Basically, the Biggest Loser is “eat less, move more” on “steriods” as Dr Fung puts it.
They still feed them, but just a whole lot less than they would normally eat, and then whip them with enormous amounts of exercise.
As calories in decreases, their RMR decreases. They lose the weight because of all the exercise they do, and reduction in absolute calories coming in, but their RMR decreases to compensate for the decrease in calories.
As Dr Fung says, “obesity is a hormonal issue, not a caloric issue”, where he says “insulin resistance” is the key. “Caloric reduction” is not the solution as your body goes into survival mode and reduces the amount of energy it uses per day because the input energy reduces.
So after 6 years, the contestants RMR is worse than when they started or at the end of the 30 week show (1903 vs 1996 and 2607), and they have gained back the weight. They don’t do the ridiculous amounts of exercise they did on the show so the weight comes back, and their metabolic rate is 700 kcal/day worse than before.

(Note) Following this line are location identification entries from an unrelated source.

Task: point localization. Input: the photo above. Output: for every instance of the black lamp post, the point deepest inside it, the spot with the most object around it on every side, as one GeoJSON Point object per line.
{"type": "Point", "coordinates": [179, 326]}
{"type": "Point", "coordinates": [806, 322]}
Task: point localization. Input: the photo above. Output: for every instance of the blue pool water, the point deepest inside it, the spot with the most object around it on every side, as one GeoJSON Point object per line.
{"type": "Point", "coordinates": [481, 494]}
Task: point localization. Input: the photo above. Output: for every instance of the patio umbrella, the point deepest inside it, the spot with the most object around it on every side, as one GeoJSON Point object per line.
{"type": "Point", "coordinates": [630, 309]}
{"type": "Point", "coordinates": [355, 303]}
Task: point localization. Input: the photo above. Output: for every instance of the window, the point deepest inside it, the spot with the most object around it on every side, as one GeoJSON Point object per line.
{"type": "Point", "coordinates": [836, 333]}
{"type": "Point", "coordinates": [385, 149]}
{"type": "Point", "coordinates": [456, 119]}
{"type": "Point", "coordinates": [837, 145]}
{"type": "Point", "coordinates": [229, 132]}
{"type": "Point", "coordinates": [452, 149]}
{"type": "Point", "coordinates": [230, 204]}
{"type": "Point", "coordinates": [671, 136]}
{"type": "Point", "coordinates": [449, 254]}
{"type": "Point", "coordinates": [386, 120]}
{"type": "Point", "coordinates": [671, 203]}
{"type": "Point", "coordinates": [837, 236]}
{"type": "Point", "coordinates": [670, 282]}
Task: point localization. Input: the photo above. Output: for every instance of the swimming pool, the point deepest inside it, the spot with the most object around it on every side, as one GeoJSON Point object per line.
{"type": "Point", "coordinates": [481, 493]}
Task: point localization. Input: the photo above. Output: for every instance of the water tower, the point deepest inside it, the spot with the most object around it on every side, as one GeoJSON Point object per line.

The predicted RMR was based off the “eat less move more” philosophy to weight loss (which is wrong), and hence was way off.
So what do I conclude from this set of results? Watch the video, but I think:
- Consume the calories in the proper form and timing your body NEEDS to function healthily and properly
- Reducing your calories per day reduces your Metabolic rate which means you burn less when you do nothing.
- Intermittent Fasting/Fasting should be something that should be considered to control your insulin levels and weight control/loss.